The FDA has expanded the approval of dostarlimab (Jemperli) in combination with carboplatin and paclitaxel, followed by dostarlimab maintenance monotherapy, for adult patients with primary advanced or recurrent endometrial cancer. This decision, announced on August 1, 2024, marks a significant advancement in the treatment landscape for this challenging disease, offering new hope for patients with aggressive forms of endometrial cancer.

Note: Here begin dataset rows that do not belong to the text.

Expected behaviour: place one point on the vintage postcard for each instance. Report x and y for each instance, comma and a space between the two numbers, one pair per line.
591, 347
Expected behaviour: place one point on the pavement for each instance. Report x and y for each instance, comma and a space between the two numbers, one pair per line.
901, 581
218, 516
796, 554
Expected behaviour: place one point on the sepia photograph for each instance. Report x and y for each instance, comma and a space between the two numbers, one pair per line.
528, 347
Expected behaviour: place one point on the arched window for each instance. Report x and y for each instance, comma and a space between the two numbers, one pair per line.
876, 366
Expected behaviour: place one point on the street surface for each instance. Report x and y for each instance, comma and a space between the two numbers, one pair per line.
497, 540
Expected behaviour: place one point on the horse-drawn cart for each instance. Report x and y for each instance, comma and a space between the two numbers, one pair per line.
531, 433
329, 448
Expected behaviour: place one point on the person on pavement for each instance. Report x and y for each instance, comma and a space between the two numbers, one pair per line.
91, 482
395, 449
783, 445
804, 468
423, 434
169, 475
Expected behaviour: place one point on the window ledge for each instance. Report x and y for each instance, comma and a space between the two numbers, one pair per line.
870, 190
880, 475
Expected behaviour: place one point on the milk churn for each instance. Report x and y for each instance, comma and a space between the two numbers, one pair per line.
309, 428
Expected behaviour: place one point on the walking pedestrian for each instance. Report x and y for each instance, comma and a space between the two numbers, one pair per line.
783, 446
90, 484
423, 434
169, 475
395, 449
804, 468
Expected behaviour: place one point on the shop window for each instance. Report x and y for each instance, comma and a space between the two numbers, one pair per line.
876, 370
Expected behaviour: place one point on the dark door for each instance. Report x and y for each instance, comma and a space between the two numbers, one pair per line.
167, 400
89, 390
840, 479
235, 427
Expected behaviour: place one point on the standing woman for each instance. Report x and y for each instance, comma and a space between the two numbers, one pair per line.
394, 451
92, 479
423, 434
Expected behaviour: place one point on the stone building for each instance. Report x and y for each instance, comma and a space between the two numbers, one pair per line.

The expanded indication is supported by findings from part 1 of the phase 3 RUBY trial (NCT03981796). The RUBY trial demonstrated a statistically significant improvement in overall survival with dostarlimab compared to placebo in the study population. This trial included patients with carcinosarcoma and those with slightly earlier disease stages, differentiating it from other trials like the NRG-GY018 trial, which used pembrolizumab (Keytruda).

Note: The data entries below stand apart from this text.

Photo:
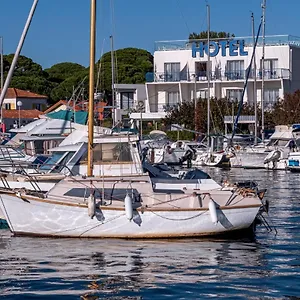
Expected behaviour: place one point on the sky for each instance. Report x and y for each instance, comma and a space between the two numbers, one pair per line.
59, 31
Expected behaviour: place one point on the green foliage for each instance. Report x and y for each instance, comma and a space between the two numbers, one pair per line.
212, 34
60, 81
62, 71
131, 64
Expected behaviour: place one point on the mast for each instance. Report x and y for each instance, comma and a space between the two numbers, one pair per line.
263, 71
254, 83
91, 88
2, 78
17, 53
208, 70
113, 79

Clinical Significance of the RUBY Trial
The RUBY trial's design offers specific insights into treating patients with carcinosarcoma. Matthew Powell, MD, of Washington University School of Medicine, noted that the trial has influenced treatment recommendations, with carcinosarcoma being explicitly referenced in the National Comprehensive Cancer Network (NCCN) guidelines. According to Dr. Powell, dostarlimab is now the preferred treatment option for these cases.

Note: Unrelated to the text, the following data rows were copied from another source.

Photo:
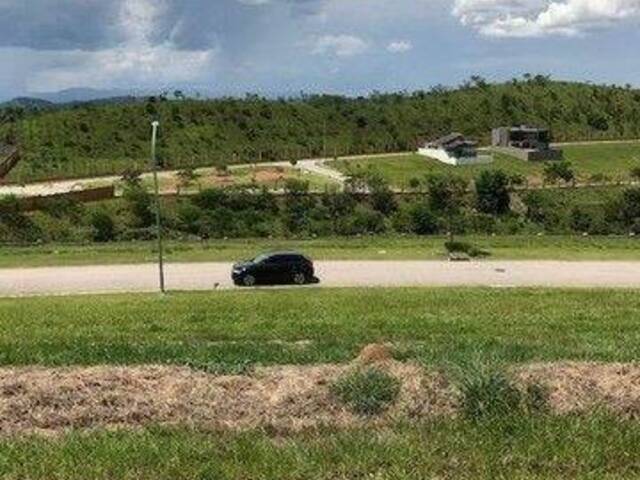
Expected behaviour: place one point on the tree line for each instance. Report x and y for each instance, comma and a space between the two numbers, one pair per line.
111, 138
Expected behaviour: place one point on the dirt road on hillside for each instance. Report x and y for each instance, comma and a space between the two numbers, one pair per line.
210, 276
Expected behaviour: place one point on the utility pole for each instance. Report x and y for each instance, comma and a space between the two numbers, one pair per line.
154, 167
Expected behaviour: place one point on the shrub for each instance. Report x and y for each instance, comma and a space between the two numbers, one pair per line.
423, 221
556, 171
367, 392
103, 228
140, 205
492, 192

Impact on Endometrial Cancer Treatment
Recent treatment advancements in endometrial cancer have been limited, with few FDA approvals in the past five decades. The availability of new treatment options, particularly immunotherapy combined with chemotherapy, represents a welcome development for patients facing aggressive forms of the disease. While distinctions exist among endometrial cancer research, recent studies collectively highlight the promise of immunotherapy-chemotherapy combinations in improving outcomes for patients with endometrial cancer, especially aggressive subtypes like carcinosarcoma.